For many of my patients, I might recommend rotating some of the following high fibre carb portions through their weekly meal pattern. Of course, the below may be altered to suit those on a gluten restriction, following a low FODMAP diet and other individual requirements.

 

  • Brown or white basmati rice (2/3 cup cooked or ¼ of your plate)

  • Wholemeal/high fibre pasta (2/3 cup cooked or ¼ of your plate)

  • Quinoa (2/3 cup cooked or ¼ of your plate)

  • Sunsol Almond, Walnut etc… muesli (1/2 cup) - http://www.sunsol.com.au/products/10-muesli/nut-lovers-blend  

  • Starchy veggies (potato, pumpkin, sweet potato, corn - equivalent size of a medium potato)

  • Legumes (e.g. chickpeas) - 200g

  • Piece of fruit as a snack

  • Wheat, oat, rice brans – ½ cup

  • Popcorn (homemade using EVOO) – 2 cups popped)

  • Pearled barley (2/3 cup cooked or ¼ of your plate)

  • Oats (preferably steel cut) – ½ cup

 

I also determine carb portion sizes and frequency depending on their personal circumstances.

 

  • Is their health dashboard lighting up? How many lights are flashing? What lights are flashing?

  • Do they exercise? At what frequency, intensity and duration?
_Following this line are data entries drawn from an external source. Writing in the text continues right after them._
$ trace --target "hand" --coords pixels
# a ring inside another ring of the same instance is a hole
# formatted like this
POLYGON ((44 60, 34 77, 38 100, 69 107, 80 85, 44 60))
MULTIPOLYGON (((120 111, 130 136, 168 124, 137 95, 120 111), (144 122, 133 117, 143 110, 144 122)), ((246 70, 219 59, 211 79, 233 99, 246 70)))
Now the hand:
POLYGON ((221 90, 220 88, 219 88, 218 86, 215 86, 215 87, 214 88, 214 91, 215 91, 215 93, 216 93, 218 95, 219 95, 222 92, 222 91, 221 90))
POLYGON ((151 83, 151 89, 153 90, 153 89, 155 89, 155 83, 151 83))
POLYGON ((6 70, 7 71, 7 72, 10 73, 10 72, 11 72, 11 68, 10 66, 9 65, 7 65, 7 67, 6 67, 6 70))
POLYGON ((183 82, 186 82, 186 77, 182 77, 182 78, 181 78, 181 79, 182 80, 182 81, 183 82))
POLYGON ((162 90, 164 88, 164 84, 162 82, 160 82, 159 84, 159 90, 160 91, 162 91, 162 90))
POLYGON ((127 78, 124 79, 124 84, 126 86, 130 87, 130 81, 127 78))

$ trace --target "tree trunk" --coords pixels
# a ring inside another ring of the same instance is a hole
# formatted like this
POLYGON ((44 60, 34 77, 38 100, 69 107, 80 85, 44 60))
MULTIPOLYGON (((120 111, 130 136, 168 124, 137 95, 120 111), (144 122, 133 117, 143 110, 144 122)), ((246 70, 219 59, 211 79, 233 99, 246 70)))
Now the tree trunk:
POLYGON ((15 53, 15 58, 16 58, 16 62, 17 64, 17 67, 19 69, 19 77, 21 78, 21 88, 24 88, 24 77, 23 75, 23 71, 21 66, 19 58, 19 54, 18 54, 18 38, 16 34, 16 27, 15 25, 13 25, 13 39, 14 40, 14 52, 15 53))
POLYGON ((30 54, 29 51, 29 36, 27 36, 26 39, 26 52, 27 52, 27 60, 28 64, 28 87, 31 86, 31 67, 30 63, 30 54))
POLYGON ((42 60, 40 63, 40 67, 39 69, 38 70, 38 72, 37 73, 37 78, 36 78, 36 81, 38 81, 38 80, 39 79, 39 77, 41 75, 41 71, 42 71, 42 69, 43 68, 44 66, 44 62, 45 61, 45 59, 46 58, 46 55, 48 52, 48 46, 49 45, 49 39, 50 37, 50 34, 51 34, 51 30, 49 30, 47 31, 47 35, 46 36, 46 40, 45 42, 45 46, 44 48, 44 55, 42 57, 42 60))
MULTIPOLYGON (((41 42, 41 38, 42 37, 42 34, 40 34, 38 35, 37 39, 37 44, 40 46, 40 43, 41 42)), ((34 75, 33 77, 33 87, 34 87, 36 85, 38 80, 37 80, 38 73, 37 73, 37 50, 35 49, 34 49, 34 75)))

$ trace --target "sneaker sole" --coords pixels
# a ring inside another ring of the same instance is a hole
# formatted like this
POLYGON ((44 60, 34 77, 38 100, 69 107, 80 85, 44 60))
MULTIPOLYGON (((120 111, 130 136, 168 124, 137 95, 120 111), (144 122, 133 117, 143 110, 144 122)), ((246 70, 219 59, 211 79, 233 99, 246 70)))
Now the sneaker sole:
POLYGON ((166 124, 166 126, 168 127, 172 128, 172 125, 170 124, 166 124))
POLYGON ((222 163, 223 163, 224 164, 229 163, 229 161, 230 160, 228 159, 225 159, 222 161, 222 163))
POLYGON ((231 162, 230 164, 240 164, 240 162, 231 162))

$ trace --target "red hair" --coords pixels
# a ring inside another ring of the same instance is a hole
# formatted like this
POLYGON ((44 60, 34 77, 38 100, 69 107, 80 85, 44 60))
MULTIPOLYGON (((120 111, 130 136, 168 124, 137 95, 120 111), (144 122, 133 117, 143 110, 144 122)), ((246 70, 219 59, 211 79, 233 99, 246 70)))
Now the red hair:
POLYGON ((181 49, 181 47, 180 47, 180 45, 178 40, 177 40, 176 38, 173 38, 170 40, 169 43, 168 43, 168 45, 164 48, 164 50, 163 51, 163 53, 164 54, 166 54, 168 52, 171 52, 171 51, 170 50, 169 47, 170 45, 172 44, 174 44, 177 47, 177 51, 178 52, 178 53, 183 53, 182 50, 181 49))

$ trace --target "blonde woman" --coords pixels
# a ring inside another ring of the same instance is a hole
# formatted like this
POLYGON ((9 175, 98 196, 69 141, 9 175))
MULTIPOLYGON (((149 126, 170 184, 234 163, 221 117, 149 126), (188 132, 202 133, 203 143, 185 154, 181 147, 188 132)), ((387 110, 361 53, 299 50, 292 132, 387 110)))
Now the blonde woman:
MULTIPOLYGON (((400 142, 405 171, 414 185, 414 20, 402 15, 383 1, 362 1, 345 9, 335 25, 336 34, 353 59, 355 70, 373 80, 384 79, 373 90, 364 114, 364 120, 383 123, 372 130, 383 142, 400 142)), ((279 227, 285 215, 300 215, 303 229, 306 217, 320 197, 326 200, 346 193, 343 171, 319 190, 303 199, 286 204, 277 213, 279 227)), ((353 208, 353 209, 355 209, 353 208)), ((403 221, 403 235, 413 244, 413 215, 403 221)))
  • Do they eat 3 meals per day?

  • Do they have a partner/kids?

  • How often do they eat out?

  • Are they already restricted with what they can eat e.g. food aversions, allergies, intolerance's?

 

To be honest, most of the time my patients aren’t eating McDonald's, drinking excessive amounts of Coca Cola and knocking down packet after packet of Smiths chips. It's more that they don't eat enough fibre/fibre variety, choosing to eat large portions of more refined carbs, not enough veggies and/or loading up on protein. 

 

To put it simply, they’ve just got the plate proportions out of whack and that adds up over time. It’s like when a boat changes course by a couple of degrees, sails for 4 hours and ends up in a completely different location, far from where it initially planned to go. The same can be said for our health based on what we normally eat.

 


The take home

 

Be strategic with your carb intake. Choose from the high fibre varieties listed above based on your unique circumstances.